Selain mereka bertiga, Andhika menjelaskan peran orang tua masing-masing dan pelanggan setia cukup krusial dalam membangun Kopi Tuli.
Demi memberikan yang terbaik bagi para pelanggan, para pemilik Kopi Tuli kerap mengadakan kegiatan khusus. Mulai dari pelatihan, workshop, sampai kajian.
Melalui kegiatan tersebut, Kopi Tuli berkomitmen untuk mengedukasi masyarakat agar mereka sadar bahwa orang-orang disabilitas juga punya kemampuan mumpuni dan bisa bekerja.
Ke depannya, Erwin mengatakan bahwa Kopi Tuli terus berencana untuk memberikan pelatihan barista dan pelatihan untuk membuat roti kepada konsumen. Kopi Tuli juga ingin melakukan sosialisasi bahasa isyarat ke beberapa sekolah umum.

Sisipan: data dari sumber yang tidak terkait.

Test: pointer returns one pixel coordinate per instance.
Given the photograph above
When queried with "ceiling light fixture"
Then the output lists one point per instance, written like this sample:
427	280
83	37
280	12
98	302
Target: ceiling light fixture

Untuk jangka menengah, Kopi Tuli berencana ingin membuka lebih banyak cabang di Jabodetabek dan daerah lainnya.
Di sisi lain, untuk rencana jangka Panjang Kopi Tuli ingin menjadi rumah produksi dan distribusi bahan baku.
“Saya mau berpesan agar teman-teman tetap semangat, serta semoga teman-teman tuli bisa semakin maju dan semakin sukses. Selian itu, semoga masyarakat terus mendukung dan memberikan semangat kepada teman-teman disabilitas, sehingga Indonesia bisa menjadi ramah disabilitas,” tutup Erwin.